Wednesday, January 17, 2007

Answer to Networks Question

Thanks to Paris for responding back to my question about networking literature on Sounds Iranian. I've found an number of interesting articles on the suggested site, Shirky.com

I guess the most profound thing about weblogs, which has very slowly and very subtly dawned on me since I first began studying blogs almost two years ago, is the model they have served as a revolutionary source of communications. This idea can be best summed up, as it is in the article I read: "Weblogs are the best attempt we've seen to date of making freedom of speech and freedom of the press the same freedom." What an amazingly true phrase. And yet, as this same article points out, this same "freedom" does not result in the same utopian equality that one might be tempted to think it would, or might hope for. Social interaction creates hierarchy and inequality, and this phenomenon plays out just as much online as it does anywhere else.

I like that the article above and this one here set up the problem as such: "Diversity plus freedom of choice creates inequality, and the greater the diversity, the more extreme the inequality."

The conclusion was also interesting:


At the head will be webloggers who join the mainstream media (a phrase which seems to mean "media we've gotten used to.") The transformation here is simple - as a blogger's audience grows large, more people read her work than she can possibly read, she can't link to everyone who wants her attention, and she can't answer all her incoming mail or follow up to the comments on her site. The result of these pressures is that she becomes a broadcast outlet, distributing material without participating in conversations about it.

Meanwhile, the long tail of weblogs with few readers will become conversational. In a world where most bloggers get below average traffic, audience size can't be the only metric for success. LiveJournal had this figured out years ago, by assuming that people would be writing for their friends, rather than some impersonal audience. Publishing an essay and having 3 random people read it is a recipe for disappointment, but publishing an account of your Saturday night and having your 3 closest friends read it feels like a conversation, especially if they follow up with their own accounts. LiveJournal has an edge on most other blogging platforms because it can keep far better track of friend and group relationships, but the rise of general blog tools like Trackback may enable this conversational mode for most blogs.

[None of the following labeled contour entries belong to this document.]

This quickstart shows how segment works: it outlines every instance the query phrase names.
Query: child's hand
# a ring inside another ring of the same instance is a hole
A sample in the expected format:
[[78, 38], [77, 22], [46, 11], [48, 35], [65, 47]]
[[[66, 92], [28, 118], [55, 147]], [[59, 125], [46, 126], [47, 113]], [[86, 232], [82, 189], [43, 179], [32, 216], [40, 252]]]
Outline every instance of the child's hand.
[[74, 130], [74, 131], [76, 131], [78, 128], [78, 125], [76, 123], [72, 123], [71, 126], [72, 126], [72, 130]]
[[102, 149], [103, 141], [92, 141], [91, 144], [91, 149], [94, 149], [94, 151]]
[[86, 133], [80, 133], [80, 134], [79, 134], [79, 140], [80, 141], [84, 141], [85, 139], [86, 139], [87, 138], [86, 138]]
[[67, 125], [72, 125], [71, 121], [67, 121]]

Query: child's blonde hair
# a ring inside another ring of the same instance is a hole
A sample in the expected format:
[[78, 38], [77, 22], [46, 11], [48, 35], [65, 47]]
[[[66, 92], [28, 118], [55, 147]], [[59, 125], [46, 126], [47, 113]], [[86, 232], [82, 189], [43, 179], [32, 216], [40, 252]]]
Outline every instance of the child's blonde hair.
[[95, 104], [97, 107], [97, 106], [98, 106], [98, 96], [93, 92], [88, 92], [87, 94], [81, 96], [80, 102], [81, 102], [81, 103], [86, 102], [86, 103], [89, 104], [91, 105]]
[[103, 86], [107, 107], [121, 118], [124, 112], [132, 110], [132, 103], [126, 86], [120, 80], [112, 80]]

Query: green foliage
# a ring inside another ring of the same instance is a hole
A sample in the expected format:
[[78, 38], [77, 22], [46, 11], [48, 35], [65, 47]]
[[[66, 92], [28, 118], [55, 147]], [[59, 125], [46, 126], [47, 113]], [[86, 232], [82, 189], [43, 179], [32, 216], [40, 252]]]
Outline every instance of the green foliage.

In between blogs-as-mainstream-media and blogs-as-dinner-conversation will be Blogging Classic, blogs published by one or a few people, for a moderately-sized audience, with whom the authors have a relatively engaged relationship. Because of the continuing growth of the weblog world, more blogs in the future will follow this pattern than today. However, these blogs will be in the minority for both traffic (dwarfed by the mainstream media blogs) and overall number of blogs (outnumbered by the conversational blogs.)


Reading all this brings out the existential questions I have about my own blog. What's my goal? Does it fall in line with the way I utilize it? Who is my target audience? Do I want an audience at all, or is this for myself (as I often assume, but don't always act according to)?

Regardless, I think that the second article strikes a chord with my desire to shift, however slightly, the perspective of this blog. I have an idea for its new structure, but I haven't really had the chance or the motivation to change it. Maybe soon.

Sunday, January 7, 2007

Network Theory in Blogging

I'm fairly certain that anyone concerned with studying the dynamics of the blogosphere (including myself) would do well to start with a thorough study of network theory. It seems an obvious but often overlooked starting block. I myself have little specialized knowledge of this field. In any case, I think that the role of composite and summary blogs like GVO would be better understood if network analysis were done on blogging networks.

Link dump time: I'd like to make a note of this blog in order to perhaps explore it later.

I am toying with moving either towards covering more places I would ideally like to travel to, or language practice. I suppose I could combine both as well. In either case I think that this space might be used more effectively (i.e. for my own purposes) than it currently is. Nous allons voir, non?